Und wie die Richter - so die Polizisten.
Wie kommt es, dass die Polizei, wenn sie mit Aufständischen vom rechten
Flügel konfrontiert wird, nie Tränengas, gummi-ummantelte Kugeln, Salzkugeln
oder Wasserkanonen verwendet, diese aber ganz selbstverständlich gegen
jüdische Friedensdemonstranten einsetzt, ganz zu schweigen gegen Araber, auf
die sogar scharf geschossen wird.
All dies ist für den normalen Israeli - wenigstens bis jetzt - nicht zu
viel. Es ist aber sehr gut möglich, dass das Geld hier eine Grenze setzt.

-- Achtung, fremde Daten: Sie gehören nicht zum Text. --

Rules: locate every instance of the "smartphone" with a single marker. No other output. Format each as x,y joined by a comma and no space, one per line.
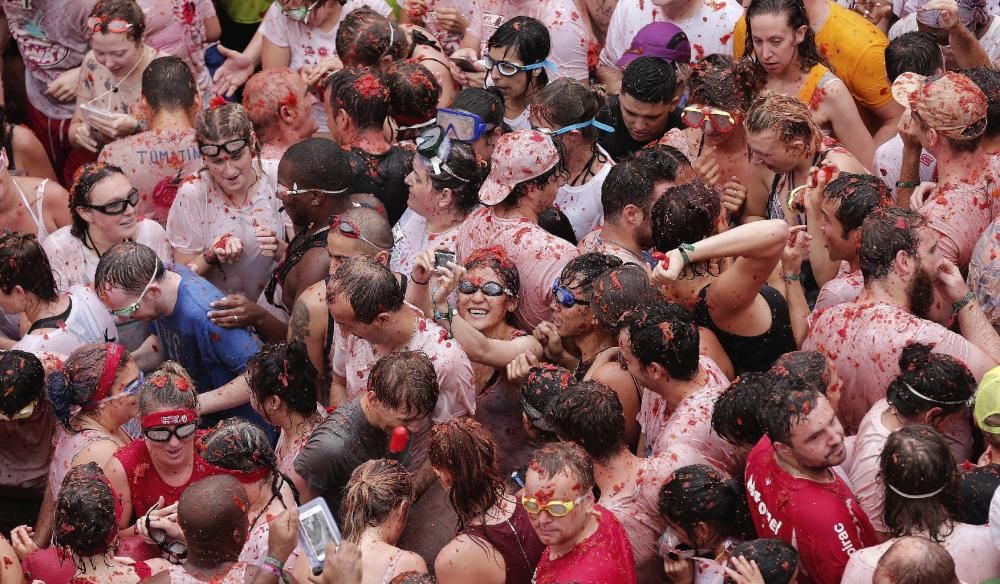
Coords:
317,528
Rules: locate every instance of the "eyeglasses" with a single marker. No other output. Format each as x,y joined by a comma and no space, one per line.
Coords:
21,414
555,508
695,117
295,190
351,231
164,433
489,288
115,25
565,296
232,147
131,308
118,206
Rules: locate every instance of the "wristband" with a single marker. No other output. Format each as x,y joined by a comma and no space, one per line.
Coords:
960,304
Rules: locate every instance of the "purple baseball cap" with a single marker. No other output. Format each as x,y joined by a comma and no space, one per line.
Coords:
663,40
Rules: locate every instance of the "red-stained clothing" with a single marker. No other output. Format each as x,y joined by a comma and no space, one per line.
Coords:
822,520
605,556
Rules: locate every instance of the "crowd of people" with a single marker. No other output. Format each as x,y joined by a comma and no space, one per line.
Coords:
564,291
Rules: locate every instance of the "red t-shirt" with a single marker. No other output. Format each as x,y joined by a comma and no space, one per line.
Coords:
822,520
605,556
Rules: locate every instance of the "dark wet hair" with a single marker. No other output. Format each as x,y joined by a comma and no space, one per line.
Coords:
468,453
405,379
856,195
913,52
650,80
361,92
886,232
937,376
26,265
665,333
738,415
22,380
591,415
530,39
370,287
699,493
916,461
776,559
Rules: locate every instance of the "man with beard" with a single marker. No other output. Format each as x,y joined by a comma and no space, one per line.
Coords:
794,494
900,264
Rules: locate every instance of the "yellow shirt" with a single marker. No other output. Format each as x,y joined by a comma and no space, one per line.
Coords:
855,50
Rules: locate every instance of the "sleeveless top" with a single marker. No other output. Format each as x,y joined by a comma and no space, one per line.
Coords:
515,540
759,352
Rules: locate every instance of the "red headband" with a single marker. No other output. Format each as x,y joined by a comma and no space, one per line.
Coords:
169,418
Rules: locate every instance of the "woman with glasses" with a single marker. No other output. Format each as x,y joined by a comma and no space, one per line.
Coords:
102,206
495,541
783,58
486,290
226,223
107,97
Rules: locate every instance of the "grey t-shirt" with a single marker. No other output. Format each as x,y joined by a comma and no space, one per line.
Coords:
343,442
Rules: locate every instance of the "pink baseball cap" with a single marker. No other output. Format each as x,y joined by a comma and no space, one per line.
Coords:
519,156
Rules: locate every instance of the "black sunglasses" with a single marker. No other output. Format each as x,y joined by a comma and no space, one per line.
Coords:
489,288
117,207
232,147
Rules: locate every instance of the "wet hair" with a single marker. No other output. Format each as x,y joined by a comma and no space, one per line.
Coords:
567,457
318,163
284,370
170,386
714,82
128,266
467,452
376,488
685,213
26,265
127,10
530,39
701,494
776,559
618,291
22,380
916,461
405,379
84,180
370,287
265,93
976,491
584,269
940,377
85,518
413,93
169,85
917,560
784,114
665,333
466,176
884,233
913,52
650,80
76,383
856,196
361,92
566,101
591,415
738,415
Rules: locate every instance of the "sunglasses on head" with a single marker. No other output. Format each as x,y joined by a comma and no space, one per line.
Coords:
696,117
565,296
118,206
488,288
232,147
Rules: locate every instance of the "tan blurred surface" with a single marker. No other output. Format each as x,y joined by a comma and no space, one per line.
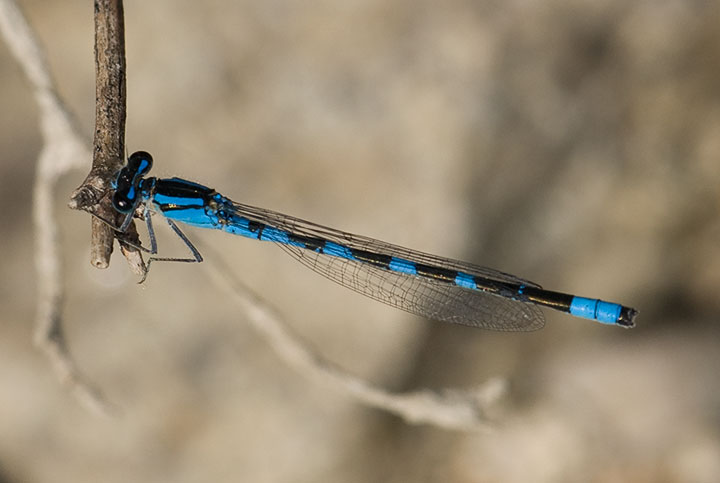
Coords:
573,143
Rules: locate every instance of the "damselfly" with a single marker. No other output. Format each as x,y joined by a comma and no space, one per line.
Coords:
427,285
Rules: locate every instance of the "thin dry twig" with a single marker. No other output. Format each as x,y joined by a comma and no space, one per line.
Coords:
64,148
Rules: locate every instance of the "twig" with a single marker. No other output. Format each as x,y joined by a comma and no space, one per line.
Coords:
455,409
109,141
63,149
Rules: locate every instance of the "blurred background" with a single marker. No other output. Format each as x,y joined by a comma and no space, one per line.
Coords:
573,143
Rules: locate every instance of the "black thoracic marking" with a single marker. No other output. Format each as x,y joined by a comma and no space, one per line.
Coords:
442,274
308,242
382,261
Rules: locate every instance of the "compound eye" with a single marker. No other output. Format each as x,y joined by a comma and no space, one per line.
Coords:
123,201
140,162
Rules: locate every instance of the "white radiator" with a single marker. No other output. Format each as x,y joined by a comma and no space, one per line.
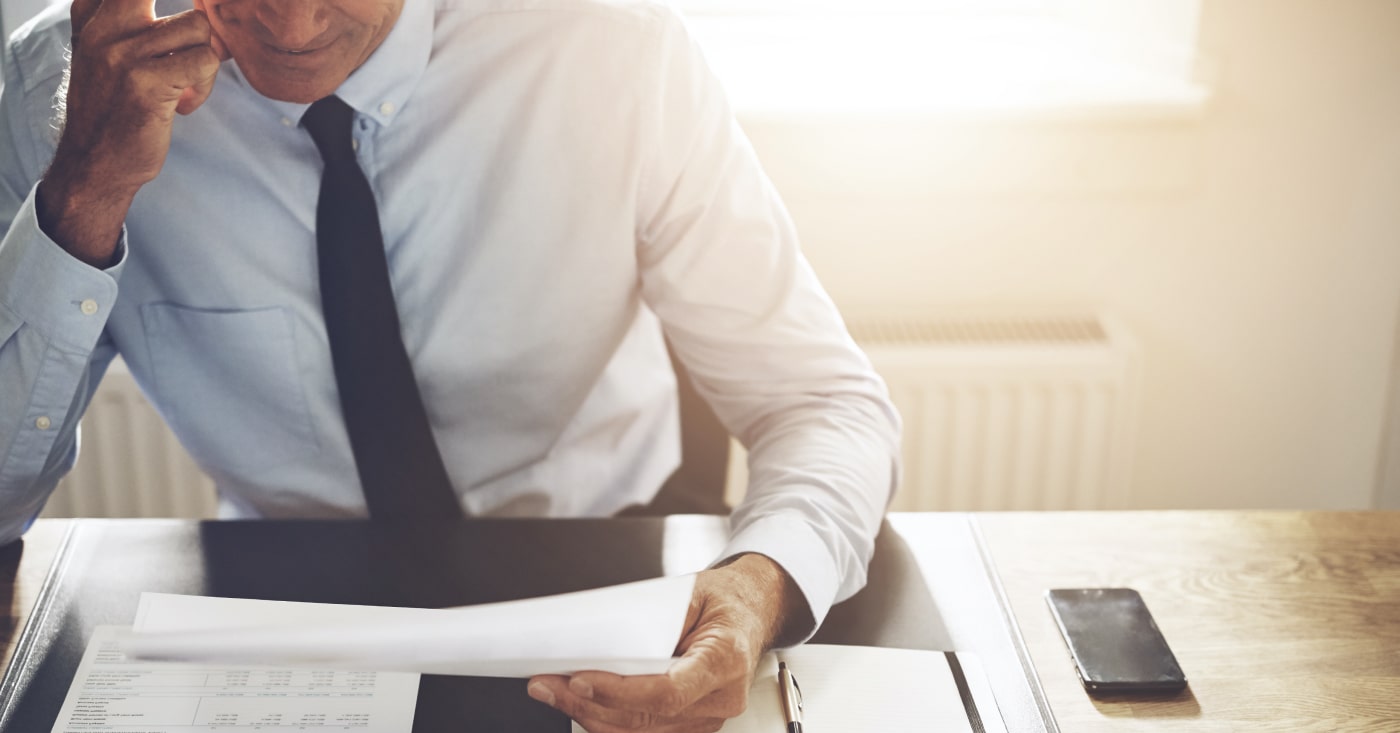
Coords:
1010,413
998,414
129,463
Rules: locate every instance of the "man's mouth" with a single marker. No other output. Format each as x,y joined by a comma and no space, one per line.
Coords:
291,52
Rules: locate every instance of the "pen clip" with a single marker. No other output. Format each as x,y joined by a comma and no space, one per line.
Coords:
798,688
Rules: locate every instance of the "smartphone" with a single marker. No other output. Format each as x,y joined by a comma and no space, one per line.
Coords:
1113,639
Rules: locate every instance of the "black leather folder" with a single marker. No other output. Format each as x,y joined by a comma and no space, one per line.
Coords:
104,565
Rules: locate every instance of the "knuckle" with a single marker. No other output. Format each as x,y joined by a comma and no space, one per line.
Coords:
639,721
674,701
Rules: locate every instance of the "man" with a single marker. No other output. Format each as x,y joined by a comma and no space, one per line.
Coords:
552,179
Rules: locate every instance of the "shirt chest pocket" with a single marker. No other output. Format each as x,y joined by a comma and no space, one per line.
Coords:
230,386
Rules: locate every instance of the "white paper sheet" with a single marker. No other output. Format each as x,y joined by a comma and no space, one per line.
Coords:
115,694
864,688
629,630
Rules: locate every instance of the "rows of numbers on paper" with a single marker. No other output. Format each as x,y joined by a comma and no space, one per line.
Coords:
121,695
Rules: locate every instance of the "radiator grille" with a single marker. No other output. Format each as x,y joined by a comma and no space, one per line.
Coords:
129,463
1022,413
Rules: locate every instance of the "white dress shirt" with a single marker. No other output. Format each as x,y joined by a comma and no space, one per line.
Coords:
556,179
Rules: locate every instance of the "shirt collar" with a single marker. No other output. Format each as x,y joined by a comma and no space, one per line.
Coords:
384,83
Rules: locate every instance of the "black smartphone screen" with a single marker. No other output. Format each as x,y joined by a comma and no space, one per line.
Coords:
1113,639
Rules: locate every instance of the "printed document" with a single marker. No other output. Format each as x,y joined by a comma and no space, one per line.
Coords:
629,628
115,694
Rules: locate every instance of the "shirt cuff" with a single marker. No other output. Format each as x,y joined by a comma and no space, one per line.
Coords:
797,549
62,297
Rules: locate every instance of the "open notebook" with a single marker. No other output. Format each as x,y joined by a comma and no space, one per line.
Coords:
865,688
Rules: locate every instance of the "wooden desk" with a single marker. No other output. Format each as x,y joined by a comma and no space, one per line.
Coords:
1281,620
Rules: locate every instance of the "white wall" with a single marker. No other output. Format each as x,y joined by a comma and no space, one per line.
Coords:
1253,249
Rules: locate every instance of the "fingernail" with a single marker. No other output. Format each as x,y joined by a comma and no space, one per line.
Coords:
541,693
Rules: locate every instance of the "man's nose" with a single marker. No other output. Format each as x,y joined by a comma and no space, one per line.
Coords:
294,24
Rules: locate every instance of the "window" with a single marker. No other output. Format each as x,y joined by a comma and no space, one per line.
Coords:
951,56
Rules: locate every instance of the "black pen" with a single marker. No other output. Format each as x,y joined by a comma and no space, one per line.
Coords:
791,698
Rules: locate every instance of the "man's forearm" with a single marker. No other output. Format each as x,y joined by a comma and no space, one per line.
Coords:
81,218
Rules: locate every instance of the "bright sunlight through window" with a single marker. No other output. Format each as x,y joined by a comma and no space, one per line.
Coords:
881,58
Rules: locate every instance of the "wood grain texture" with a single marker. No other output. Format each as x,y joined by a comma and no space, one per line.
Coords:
1284,621
1281,620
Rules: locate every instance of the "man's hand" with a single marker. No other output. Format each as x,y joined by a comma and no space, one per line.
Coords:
129,76
737,613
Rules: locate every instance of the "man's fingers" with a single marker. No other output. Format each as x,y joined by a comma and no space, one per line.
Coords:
170,34
115,18
193,97
170,76
220,48
695,683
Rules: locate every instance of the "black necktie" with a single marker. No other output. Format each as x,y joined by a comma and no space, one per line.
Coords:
394,449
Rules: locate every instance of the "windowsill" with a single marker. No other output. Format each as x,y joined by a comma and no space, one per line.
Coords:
879,67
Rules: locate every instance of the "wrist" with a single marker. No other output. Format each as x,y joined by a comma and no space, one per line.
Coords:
83,218
777,598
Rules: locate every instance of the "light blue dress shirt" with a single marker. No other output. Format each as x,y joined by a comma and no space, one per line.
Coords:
556,179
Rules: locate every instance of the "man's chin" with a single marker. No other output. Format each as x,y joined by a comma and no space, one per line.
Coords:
290,88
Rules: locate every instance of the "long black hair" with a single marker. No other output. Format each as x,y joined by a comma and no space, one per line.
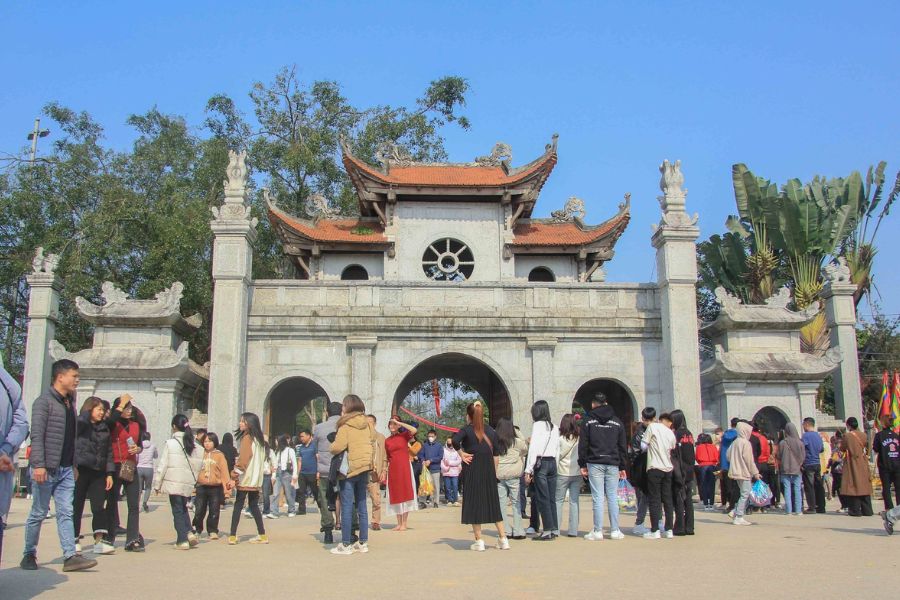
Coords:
254,429
180,423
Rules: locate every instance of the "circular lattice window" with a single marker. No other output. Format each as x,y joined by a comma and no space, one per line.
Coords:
448,260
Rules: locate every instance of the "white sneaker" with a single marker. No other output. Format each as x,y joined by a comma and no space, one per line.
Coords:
343,550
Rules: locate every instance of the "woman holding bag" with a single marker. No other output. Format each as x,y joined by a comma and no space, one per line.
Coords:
176,476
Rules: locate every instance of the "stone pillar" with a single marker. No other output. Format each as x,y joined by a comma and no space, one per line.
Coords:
43,314
676,265
841,314
361,348
235,233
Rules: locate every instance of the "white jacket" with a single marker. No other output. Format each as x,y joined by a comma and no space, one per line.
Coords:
175,474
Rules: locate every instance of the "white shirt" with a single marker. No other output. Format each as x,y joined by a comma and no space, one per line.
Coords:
659,442
544,442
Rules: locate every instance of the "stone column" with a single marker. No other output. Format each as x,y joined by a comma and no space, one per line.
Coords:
676,265
841,314
235,233
43,314
361,348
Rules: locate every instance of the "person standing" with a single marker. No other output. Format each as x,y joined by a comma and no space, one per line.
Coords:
401,487
791,453
478,446
327,497
658,442
742,469
512,451
540,467
53,467
856,484
13,433
248,475
176,476
812,467
430,455
213,477
601,456
148,454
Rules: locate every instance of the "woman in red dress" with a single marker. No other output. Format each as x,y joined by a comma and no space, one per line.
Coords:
401,491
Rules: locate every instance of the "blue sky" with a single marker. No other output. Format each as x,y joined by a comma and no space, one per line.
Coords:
791,89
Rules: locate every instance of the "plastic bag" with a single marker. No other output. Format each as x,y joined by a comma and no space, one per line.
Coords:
760,494
626,496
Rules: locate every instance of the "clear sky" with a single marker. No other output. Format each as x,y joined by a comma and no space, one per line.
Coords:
792,89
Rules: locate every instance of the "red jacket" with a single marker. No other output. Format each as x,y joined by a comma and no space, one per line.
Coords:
707,455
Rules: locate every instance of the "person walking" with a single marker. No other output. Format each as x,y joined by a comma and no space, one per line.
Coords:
286,475
791,453
451,467
707,463
213,478
93,458
541,468
248,476
53,467
128,425
569,478
145,469
812,467
856,484
13,433
658,442
430,455
601,456
512,451
176,475
401,486
479,448
742,469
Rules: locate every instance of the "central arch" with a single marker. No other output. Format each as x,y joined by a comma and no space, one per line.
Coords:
462,368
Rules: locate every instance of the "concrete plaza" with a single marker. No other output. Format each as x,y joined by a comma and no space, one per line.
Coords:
811,556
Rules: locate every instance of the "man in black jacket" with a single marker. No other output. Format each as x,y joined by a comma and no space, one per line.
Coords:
601,456
52,465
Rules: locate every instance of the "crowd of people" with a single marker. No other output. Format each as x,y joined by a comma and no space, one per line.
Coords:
103,453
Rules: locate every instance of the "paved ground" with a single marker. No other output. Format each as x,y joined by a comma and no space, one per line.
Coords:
798,557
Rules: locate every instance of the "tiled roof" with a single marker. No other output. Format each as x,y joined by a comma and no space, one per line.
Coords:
568,233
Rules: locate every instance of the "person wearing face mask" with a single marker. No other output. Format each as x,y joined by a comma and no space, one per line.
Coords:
431,455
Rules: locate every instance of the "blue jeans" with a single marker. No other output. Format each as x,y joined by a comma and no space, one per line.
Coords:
60,485
604,480
353,492
793,497
451,488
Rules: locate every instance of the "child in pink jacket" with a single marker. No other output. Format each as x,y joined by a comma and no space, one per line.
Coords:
451,466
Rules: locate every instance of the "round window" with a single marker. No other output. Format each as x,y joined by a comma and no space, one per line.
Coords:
448,260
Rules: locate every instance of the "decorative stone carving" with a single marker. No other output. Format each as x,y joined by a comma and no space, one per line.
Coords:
44,264
500,153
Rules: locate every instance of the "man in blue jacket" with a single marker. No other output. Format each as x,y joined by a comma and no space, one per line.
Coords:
431,455
13,432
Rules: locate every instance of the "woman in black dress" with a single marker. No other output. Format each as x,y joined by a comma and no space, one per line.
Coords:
478,447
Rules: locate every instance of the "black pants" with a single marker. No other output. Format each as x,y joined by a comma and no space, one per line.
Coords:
132,491
659,490
813,488
545,493
252,499
888,479
91,484
684,509
209,497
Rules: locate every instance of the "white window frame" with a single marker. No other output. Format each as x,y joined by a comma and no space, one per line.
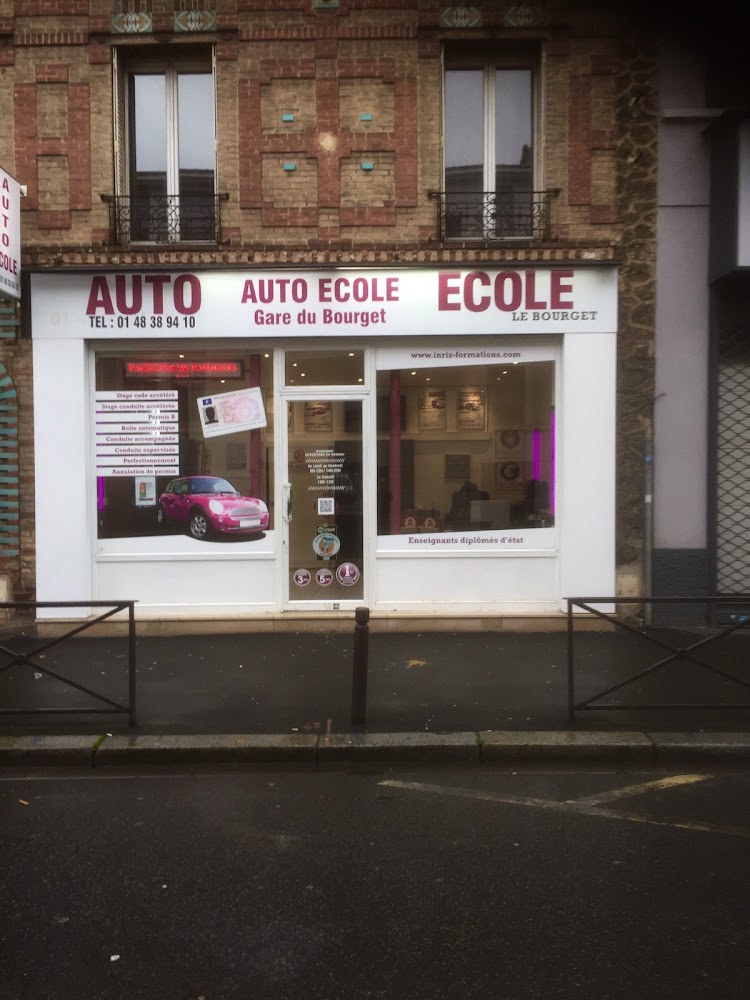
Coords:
128,62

Die Siedler spielen ein sehr raffiniertes, doppeltes Spiel. Ihre Führer
drohen mit einem Bürgerkrieg. Auf den Mauern erscheinen Graffiti, die
ankünden: "Wir haben Rabin getötet, wir werden auch Sharon töten!" (Rabins
Mörder kam tatsächlich aus diesem Lager; aber seit Jahren wurden wir
ermahnt, dies nicht zu erwähnen, weil sonst die "Nation gespalten wird").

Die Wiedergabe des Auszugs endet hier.